Mean CS before and immediately after simulated ejection (+6 Gz force exposure). *Significant differences at P < 0.05.
Figure 2.
 
Mean CS before and immediately after simulated ejection (+6 Gz force exposure). *Significant differences at P < 0.05.
Figure 3.
 
Mean CS before and at 30 minutes after simulated ejection (+6 Gz force exposure). *Significant differences at P < 0.05.
Figure 3.
 
Mean CS before and at 30 minutes after simulated ejection (+6 Gz force exposure). *Significant differences at P < 0.05.
Throughout the experiment, the ocular posterior segment revealed no specific observations. In addition, no particular ocular finding was noted such as hyphema, lens dislocation, or retinal hemorrhage. 
Discussion
In this study, the maps of the anterior and posterior BFS did not show significant changes. This finding suggests that the corneal curvature remained stable before and after + 6 G-force exposure. Our studies also discovered that no remarkable pachymetric changes occurred. However, this observation was different from our past finding where we observed a 10% increase in CCT after +9 Gz force exposure. 6 In our previous study, the acceleration force induced by centrifuge was slow, at higher magnitude (+9 Gz), and sustained for 15 seconds, whereas the gravitational stress induced by the ejection seat was sudden and transient. Moreover, this acceleration force in the present study is less in magnitude (+6 Gz) than that in the previous study. Therefore, we observed unremarkable pachymetric results. Furthermore, previous studies have shown that when corneal edema occurred, the posterior aspect of the cornea thickens more than the anterior aspect because the anterior corneal stroma has less capacity to thicken than does the posterior stroma. 9 12 In this study, anterior BFS remained constant at immediately, 15 minutes, and 30 minutes after simulated ejection. Furthermore, posterior BFS showed no specific changes at all above the indicated time. This finding further confirmed that the cornea did not show any associated change in corneal thickness before or after sudden and transient gravitational stress (+6 Gz). In addition, our current and previous observations also suggest that magnitude and exposure time of acceleration force may play a role in the maintenance of corneal clarity and curvature after acceleration exposure. 

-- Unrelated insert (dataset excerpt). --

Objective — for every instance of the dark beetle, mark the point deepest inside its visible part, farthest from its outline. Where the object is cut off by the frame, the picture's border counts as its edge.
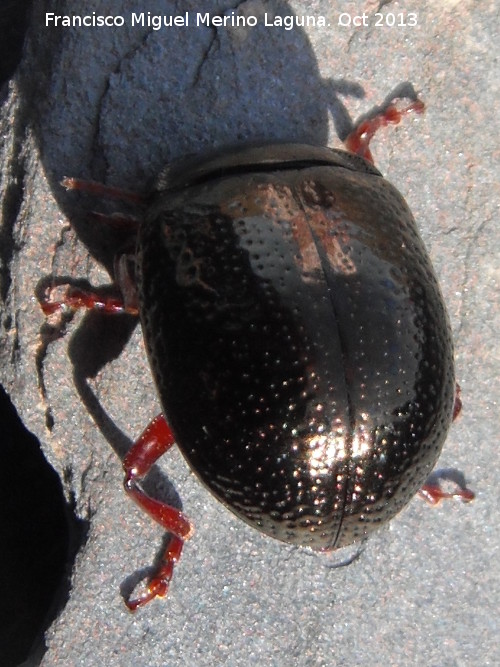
(298, 339)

In this investigation, a significantly prolonged PD increase was noted for 30 minutes after high G-force exposure. Prolonged autonomic nervous systemic activity and neurohormonal regulation may account for this finding. Previous studies showed that gravitational stress can increase sympathetic tone to prevent body fluid from shifting downward with gravity. 13 Nevertheless, this transient sympathetic tone elevation only explains the early pupil dilation immediately after simulated ejection. Tran et al. 14 reported that high G-force exposure causes a persistent reduction in parasympathetic activity. This prolonged autonomic nervous activity may take part in persistent pupil enlargement after gravitational stress. Besides, neurohormonal regulation may also be involved in persistent pupil dilation. A previous study revealed that gravitational stress increases somatostatin concentration in blood. Yamaji et al. 15 found that somatostatin may induce persistent mydriasis by attenuating cholinergic neurotransmitter release. Therefore, neurohormonal regulation may also play a role in this prolonged pupil enlargement. 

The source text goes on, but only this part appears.